In this example, we see about a 25% speedup. Generally you can expect a larger speedup with larger models, with models of >300M often getting a ~50% speedup. With the increased batch size, this can often be brought to 2.5x faster.

Warning

Without a GPU with FP16 CUDA cores, you may find that FP16 actually slows your program. You may still see a benefit from the reduced memory usage though.

Background preprocessing

We can further speed things up by doing some preprocessing, such as tokenization and dialogue state tracking, in the background thread. This can be enabled by setting --num-workers to a value greater than 0. A good rule of thumb is to set --num-workers to the number of CPU cores you have PER GPU. On my server, there are 8 cores per GPU, so I will set it to 8.

parlai train --dict-file dictfile --model transformer/generator --task \
    --task convai2 --num-epochs 1.0 --batchsize 64 --n-layers 8  \
    --embedding-size 256 --ffn-size 1024 --optimizer adam --learningrate 1e-3 \
    --skip-generation true \
    --dynamic-batching full \
    --fp16 true --fp16-impl mem_efficient --batchsize 128 --eval-batchsize 256 \
    --num-workers 8

Use multiple GPUs

If you have multiple GPUs, you can utilize them by switching from train to multiprocessing_train.

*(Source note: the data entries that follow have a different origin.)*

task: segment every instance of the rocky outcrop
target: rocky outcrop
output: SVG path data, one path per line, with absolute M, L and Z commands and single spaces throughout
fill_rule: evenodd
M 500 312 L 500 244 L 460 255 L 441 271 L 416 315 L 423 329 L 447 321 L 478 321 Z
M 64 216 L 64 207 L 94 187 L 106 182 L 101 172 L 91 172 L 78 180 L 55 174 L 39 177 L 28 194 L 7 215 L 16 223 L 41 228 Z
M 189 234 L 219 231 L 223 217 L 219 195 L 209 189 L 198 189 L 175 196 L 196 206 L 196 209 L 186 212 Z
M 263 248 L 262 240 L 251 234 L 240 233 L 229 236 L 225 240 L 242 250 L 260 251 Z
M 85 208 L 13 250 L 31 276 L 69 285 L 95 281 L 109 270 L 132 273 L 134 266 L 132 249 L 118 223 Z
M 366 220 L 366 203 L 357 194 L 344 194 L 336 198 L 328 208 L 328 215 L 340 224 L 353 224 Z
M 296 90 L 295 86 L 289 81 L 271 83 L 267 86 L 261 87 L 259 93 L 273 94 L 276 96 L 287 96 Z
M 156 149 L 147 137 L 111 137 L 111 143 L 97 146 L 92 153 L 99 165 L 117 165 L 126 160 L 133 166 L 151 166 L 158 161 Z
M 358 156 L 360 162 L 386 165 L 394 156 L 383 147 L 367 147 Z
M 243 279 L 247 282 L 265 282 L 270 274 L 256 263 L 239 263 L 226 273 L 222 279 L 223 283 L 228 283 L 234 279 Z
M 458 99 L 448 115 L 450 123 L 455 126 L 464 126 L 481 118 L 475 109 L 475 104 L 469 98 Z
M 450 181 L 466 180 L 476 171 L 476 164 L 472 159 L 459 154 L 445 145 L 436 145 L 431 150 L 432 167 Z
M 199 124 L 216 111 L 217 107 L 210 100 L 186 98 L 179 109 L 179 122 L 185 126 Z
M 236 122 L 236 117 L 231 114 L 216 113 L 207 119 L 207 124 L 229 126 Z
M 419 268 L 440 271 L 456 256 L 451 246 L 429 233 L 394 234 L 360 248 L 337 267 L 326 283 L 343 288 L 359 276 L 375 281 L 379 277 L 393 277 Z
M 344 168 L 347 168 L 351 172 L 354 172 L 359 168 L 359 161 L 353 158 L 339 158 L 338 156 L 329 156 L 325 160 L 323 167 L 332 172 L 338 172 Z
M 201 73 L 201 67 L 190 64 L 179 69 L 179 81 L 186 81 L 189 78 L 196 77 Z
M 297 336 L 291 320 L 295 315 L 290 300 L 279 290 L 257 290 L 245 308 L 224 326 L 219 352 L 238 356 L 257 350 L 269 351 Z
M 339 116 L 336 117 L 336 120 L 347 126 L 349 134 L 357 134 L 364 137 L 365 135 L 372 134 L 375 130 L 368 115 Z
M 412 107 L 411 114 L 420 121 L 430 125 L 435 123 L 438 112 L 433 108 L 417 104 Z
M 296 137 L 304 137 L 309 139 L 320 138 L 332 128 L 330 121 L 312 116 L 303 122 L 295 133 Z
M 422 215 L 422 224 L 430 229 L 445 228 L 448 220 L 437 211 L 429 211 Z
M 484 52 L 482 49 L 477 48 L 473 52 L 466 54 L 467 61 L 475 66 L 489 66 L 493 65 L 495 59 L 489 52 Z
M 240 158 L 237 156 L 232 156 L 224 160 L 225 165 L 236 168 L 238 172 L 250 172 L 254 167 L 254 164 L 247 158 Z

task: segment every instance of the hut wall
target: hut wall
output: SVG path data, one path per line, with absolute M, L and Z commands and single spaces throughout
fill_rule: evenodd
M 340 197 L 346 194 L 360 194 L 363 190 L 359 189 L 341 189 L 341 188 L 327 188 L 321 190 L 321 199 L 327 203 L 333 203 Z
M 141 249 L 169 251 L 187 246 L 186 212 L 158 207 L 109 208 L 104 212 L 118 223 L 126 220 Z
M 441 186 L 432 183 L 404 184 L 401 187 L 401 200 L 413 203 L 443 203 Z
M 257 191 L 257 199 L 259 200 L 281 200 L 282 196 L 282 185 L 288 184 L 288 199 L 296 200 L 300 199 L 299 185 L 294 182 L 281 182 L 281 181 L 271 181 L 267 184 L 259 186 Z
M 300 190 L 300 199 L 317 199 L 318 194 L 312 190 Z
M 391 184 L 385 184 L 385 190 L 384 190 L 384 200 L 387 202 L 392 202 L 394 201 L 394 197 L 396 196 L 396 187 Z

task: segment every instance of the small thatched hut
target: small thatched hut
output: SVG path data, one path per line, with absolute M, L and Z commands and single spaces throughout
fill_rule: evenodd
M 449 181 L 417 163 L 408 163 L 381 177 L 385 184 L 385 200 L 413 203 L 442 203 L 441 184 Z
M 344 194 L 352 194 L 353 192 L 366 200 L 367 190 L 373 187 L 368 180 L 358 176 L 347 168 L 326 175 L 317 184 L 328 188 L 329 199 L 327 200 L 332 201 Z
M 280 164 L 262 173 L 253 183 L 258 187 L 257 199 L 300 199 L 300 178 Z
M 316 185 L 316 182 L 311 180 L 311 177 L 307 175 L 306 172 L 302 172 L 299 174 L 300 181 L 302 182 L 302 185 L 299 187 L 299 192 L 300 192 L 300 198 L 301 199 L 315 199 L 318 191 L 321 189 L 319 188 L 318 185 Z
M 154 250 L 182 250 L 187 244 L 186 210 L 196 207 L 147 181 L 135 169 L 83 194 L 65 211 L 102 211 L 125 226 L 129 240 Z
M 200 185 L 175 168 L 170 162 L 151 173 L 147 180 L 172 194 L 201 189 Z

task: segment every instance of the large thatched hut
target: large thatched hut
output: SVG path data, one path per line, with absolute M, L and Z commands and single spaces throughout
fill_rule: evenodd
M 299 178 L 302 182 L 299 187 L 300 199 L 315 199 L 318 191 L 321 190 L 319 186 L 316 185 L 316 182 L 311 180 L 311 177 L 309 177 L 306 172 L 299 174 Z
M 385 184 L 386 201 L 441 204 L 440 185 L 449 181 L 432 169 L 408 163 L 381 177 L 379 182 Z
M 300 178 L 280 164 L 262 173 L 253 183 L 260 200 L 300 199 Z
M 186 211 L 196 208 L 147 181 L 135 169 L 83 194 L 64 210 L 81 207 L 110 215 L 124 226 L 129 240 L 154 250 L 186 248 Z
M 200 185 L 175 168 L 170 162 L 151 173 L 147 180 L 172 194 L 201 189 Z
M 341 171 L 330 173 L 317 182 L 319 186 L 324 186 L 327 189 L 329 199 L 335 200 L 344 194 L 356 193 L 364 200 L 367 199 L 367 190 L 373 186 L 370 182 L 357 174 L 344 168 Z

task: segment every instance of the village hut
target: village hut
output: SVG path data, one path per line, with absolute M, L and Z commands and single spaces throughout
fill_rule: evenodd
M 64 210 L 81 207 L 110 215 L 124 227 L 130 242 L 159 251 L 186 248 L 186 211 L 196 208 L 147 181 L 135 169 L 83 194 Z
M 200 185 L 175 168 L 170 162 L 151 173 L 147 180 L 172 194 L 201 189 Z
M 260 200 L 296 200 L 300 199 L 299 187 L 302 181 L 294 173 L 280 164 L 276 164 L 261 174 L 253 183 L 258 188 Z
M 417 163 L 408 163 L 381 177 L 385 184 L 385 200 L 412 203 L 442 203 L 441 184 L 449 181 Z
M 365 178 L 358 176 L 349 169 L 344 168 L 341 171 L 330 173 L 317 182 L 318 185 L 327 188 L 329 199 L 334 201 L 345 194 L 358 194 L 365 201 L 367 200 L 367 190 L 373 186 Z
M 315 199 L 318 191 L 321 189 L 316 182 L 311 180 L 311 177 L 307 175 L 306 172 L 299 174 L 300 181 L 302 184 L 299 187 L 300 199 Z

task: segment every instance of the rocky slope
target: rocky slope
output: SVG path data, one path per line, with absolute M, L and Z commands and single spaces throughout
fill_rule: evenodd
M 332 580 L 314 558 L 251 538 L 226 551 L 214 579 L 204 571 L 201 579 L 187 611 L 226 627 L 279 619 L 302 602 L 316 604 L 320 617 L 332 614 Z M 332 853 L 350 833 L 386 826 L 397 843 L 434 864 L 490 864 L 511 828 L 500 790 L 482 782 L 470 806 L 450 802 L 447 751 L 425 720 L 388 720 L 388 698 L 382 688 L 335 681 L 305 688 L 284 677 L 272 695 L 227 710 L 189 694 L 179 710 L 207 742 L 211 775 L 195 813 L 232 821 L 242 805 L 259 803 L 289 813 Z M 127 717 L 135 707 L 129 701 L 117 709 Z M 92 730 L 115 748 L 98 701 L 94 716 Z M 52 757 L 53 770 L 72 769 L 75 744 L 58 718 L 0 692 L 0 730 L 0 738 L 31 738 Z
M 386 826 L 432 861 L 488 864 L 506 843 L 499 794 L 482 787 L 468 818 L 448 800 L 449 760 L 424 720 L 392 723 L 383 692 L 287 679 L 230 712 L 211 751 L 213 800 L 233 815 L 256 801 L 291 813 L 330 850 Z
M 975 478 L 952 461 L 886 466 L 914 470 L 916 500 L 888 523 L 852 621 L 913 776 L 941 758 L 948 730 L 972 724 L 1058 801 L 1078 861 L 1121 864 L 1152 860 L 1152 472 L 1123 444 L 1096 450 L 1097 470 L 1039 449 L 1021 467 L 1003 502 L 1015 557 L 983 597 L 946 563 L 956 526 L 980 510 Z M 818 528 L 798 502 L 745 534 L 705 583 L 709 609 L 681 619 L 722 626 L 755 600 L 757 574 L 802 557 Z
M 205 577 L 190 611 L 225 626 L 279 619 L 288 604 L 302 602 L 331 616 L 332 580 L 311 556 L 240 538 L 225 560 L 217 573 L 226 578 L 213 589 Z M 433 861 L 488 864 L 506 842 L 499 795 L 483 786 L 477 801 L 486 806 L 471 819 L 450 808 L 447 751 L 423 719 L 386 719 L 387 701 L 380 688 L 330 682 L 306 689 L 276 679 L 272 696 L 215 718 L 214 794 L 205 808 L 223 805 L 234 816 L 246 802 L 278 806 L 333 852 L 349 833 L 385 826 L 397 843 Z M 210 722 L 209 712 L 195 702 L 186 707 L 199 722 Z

If you have 4 GPUs, you’ll find training should be roughly 3.5x faster. The arguments for the training are left otherwise the same.

parlai multiprocessing_train \
    --dict-file dictfile --model transformer/generator --task \
    --task convai2 --num-epochs 1.0 --batchsize 64 --n-layers 8  \
    --embedding-size 256 --ffn-size 1024 --optimizer adam --learningrate 1e-3 \
    --skip-generation true \
    --dynamic-batching full \
    --fp16 true --fp16-impl mem_efficient --batchsize 128 --eval-batchsize 256 \
    --num-workers 8

Note that we leave batchsize the same: we use the batchsize PER GPU. We expect the batchsize will be effectively 4x’d by using 4 GPUs.

Note that launching a multiprocessing train can take time to “warm up” and it may take time for you to realize speed improvements when using small, toy training runs like in this document. If we train for 4 epochs instead, our FP16 large-batch run takes 614 seconds and the multi-GPU training takes 222 seconds. Also, if you have access to a SLURM cluster, distributed_train is sometimes faster than multiprocessing_train. With SLURM, multi-GPU training takes 167 seconds for 4 epochs, or about a 3.7x speedup compared to single GPU.

Similarly, we also have the multiprocessing_eval command, for using multiple GPUs in evaluation.

Danger

This should never be mixed with options like --model-parallel true or --data-parallel true, as those options use different GPUs without multiprocessing. The BlenderBot3B and BlenderBot9B models both use those options, so this should be used with care.